A study released by communication technology company Communications Specialist shows that the rising number of high net-worth individuals and mass affluence globally is the key driver behind the rapid expansion of the luxury retail market.

Communications Specialist commissioned independent research agency Pure Profile to interview 50 senior executives at luxury retailers with a total turnover of $3.1bn based in Asia, Africa, Europe, the US and South America.

The results show a forecast annual growth of more than 5.6% for the luxury retail sector over the next three years.

In addition, senior executives are confident about rising revenues and margins at their firms and for the market as a whole.

Around 80% of executives said growing wealth globally is boosting sales. More than half (53%) pointed to improved performance by luxury retailers and pent-up demand following the Covid-19 pandemic.

Of those interviewed, 31% of executives said increased sales are down to more personalised offers from luxury retailers for clients.

The combination of factors is undoubtedly translating into higher sales. Almost all of those questioned (96%) believe revenues at their firm will be higher this year than in 2022 and 22% expect revenues to be 50% higher in 2023.

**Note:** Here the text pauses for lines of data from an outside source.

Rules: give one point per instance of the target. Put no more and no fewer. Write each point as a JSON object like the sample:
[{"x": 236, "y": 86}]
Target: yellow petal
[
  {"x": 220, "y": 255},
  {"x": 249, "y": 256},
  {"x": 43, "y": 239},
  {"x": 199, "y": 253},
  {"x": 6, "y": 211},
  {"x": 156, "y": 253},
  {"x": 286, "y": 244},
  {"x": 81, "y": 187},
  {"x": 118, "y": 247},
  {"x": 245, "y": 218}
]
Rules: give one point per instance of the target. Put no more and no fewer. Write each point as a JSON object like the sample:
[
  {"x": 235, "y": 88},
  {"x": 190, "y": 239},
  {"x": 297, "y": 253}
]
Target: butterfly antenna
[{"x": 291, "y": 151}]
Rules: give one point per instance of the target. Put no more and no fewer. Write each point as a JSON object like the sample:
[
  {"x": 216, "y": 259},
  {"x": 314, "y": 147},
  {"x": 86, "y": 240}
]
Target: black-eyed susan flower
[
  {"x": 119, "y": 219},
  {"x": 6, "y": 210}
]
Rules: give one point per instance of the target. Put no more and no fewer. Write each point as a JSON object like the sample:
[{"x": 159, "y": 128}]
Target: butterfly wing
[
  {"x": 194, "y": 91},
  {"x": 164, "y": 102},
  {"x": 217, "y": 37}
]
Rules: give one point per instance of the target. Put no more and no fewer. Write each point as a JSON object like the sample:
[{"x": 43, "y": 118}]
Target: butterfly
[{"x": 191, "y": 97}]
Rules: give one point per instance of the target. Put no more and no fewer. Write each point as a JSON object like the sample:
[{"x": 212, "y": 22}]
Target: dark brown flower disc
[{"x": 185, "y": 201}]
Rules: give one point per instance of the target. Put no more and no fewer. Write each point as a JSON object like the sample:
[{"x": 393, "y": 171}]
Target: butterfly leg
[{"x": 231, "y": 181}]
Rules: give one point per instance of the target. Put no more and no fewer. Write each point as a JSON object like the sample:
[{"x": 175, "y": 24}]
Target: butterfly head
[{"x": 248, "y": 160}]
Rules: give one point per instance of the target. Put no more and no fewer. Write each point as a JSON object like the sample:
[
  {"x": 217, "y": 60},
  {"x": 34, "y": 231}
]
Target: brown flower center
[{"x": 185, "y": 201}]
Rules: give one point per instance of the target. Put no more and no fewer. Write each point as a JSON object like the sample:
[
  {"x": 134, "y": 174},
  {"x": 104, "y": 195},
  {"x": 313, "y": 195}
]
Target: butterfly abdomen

Rising revenues are not down to price-cutting, the research found.  Around 94% said margins this year will be higher than last year while 90% said margins will be higher than pre-Covid levels. Up to 40% said margins will be significantly higher than pre-Covid levels.

The results concur with GlobalData’s thematic retail industry analysis, which shows that many shoppers are seeking products that offer better value for money, are more versatile and last longer, resulting in more trading with premium and luxury players.

Retail Insight Network recently reported that the luxury retail and apparel sector is using technology such as blockchain to provide an enhanced offering to consumers.